Disk usage across brokers looks imbalanced: Here's analytics1022:
/dev/sdi1 1.8T 770G 1.1T 42% /var/spool/kafka/i /dev/sdd1 1.8T 1.2T 617G 67% /var/spool/kafka/d /dev/sde1 1.8T 768G 1.1T 42% /var/spool/kafka/e /dev/sdl1 1.8T 769G 1.1T 42% /var/spool/kafka/l /dev/sdc1 1.8T 769G 1.1T 42% /var/spool/kafka/c /dev/sdh1 1.8T 1.3T 566G 70% /var/spool/kafka/h /dev/sdg1 1.8T 604G 1.3T 33% /var/spool/kafka/g /dev/sdk1 1.8T 614G 1.2T 34% /var/spool/kafka/k /dev/sdf1 1.8T 1.3T 578G 69% /var/spool/kafka/f /dev/sdj1 1.8T 600G 1.3T 33% /var/spool/kafka/j /dev/sdb3 1.8T 1.7T 102G 95% /var/spool/kafka/b /dev/sda3 1.8T 1.2T 587G 68% /var/spool/kafka/a
Why?
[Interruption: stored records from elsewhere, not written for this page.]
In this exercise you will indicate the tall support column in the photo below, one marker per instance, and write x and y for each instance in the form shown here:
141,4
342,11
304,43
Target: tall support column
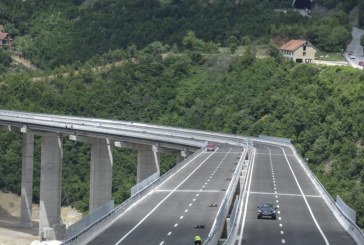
27,181
148,162
181,156
101,173
50,226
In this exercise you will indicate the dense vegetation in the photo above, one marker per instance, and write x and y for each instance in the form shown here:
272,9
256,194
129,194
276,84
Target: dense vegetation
319,108
187,82
53,33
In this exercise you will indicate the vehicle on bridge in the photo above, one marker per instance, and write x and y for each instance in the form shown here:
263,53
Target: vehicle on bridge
198,240
266,209
211,147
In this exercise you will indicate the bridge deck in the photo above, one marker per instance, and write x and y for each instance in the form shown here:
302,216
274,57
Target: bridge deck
278,177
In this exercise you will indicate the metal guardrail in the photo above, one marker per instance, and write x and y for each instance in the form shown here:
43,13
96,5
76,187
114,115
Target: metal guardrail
77,228
216,229
128,128
349,212
231,238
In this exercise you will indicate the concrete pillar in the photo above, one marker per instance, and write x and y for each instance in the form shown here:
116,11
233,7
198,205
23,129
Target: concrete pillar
101,173
50,226
148,162
27,181
181,156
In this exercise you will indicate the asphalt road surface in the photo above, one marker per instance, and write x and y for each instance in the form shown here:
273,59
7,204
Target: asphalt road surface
168,215
302,215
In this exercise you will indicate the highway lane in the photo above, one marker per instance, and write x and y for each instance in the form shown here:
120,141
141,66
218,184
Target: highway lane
168,215
302,215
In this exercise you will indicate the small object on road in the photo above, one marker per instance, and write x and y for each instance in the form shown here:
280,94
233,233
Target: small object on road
198,240
266,209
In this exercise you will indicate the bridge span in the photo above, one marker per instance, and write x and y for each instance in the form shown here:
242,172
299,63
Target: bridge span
213,194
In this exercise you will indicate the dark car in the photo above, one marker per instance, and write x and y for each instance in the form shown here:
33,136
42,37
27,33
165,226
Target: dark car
211,147
266,209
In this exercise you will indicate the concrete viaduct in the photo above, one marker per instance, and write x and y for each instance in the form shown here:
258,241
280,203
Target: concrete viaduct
102,135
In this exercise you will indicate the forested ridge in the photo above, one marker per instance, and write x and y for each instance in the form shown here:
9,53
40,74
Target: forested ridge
182,77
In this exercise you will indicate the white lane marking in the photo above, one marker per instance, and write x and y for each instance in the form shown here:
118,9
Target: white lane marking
283,194
162,201
188,191
304,198
247,198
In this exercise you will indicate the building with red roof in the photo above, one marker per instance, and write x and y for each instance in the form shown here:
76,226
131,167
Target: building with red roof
300,51
5,39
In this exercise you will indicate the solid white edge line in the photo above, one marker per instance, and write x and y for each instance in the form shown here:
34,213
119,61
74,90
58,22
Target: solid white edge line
160,203
247,199
304,198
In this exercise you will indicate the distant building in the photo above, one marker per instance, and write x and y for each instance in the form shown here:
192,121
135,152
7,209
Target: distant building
5,39
299,51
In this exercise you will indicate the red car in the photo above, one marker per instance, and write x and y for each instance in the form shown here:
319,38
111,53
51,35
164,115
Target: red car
211,147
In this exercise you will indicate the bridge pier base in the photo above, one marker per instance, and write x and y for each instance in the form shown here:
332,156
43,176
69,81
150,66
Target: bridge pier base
27,181
101,173
50,226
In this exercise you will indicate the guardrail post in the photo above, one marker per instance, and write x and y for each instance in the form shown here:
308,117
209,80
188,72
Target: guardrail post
27,181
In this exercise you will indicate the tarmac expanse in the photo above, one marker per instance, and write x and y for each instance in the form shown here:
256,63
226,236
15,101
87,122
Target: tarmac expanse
302,215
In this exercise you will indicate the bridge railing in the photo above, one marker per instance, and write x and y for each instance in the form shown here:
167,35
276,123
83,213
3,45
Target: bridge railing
218,225
234,219
107,219
346,222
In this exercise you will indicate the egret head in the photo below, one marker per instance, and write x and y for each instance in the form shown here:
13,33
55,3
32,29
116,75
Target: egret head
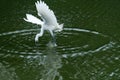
59,28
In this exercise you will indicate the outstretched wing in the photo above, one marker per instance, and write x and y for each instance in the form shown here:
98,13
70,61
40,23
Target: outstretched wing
33,19
45,13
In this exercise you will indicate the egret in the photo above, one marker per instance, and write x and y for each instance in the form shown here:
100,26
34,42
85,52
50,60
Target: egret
47,22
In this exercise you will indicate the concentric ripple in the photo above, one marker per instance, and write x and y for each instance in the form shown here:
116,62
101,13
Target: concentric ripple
71,42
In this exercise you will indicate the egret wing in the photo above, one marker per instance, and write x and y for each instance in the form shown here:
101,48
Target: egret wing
33,19
45,13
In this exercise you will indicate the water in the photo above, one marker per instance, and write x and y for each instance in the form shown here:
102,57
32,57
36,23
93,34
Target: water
88,47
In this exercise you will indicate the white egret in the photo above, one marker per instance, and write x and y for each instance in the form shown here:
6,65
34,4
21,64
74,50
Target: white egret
48,22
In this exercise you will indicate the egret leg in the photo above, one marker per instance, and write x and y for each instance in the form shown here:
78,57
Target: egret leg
39,35
53,38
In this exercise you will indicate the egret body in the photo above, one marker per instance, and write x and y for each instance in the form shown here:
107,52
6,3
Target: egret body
48,22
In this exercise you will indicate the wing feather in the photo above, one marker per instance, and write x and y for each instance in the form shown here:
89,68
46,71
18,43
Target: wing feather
33,19
45,13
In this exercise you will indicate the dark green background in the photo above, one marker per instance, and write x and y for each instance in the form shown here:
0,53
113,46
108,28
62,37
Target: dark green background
97,56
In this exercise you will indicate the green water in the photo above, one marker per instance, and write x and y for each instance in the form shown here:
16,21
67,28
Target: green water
88,47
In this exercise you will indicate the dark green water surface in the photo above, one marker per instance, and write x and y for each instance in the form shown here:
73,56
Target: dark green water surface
88,47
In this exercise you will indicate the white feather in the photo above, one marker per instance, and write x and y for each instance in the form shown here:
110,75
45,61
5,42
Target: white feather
33,19
45,13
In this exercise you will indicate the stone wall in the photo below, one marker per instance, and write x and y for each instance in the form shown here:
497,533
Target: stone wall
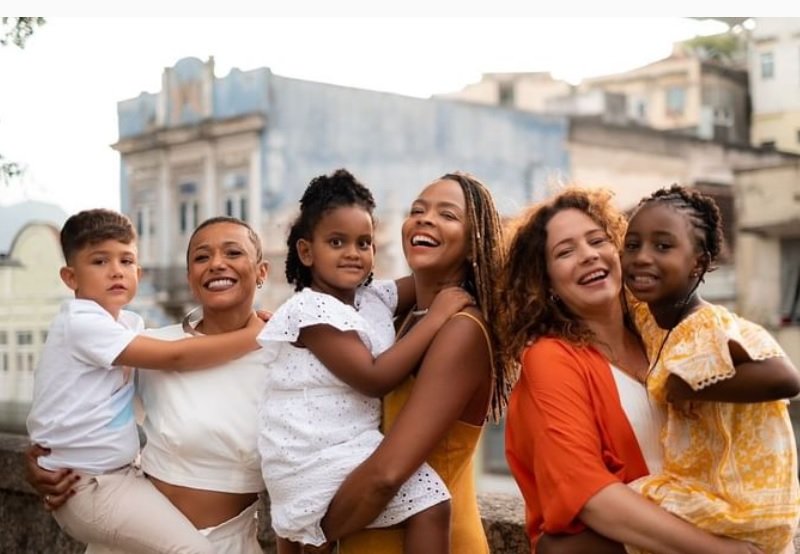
25,528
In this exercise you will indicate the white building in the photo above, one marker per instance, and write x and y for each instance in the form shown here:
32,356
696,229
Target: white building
774,65
31,292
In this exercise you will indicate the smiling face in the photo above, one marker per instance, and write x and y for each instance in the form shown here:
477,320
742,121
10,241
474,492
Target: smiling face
105,272
660,255
341,252
224,267
582,263
435,231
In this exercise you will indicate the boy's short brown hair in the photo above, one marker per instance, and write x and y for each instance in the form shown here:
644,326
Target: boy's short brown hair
92,226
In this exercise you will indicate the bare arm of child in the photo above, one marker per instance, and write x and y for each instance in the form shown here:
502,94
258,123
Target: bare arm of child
406,294
346,356
453,381
755,381
191,352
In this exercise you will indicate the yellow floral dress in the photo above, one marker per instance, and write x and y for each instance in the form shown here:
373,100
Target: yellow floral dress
730,469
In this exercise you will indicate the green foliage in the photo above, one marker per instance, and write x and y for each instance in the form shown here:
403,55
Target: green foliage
17,30
8,170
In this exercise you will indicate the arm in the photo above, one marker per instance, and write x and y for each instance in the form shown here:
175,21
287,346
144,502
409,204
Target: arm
345,355
191,353
449,380
619,513
755,381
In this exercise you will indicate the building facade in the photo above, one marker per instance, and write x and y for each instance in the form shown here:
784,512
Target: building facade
768,250
31,292
248,143
685,94
774,64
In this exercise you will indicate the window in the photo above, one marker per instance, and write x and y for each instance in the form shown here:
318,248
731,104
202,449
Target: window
676,101
188,207
790,281
767,65
641,110
234,195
Webrequests should be sent to random partitions. A week ago I did start sending eventlogging data to Kafka, keyed by schema names. This is using the python Kafka producer. Perhaps it isn't random? Perhaps it is hashing keys to partitions, which is causing some partitions to be much more imbalanced. Need to look into this.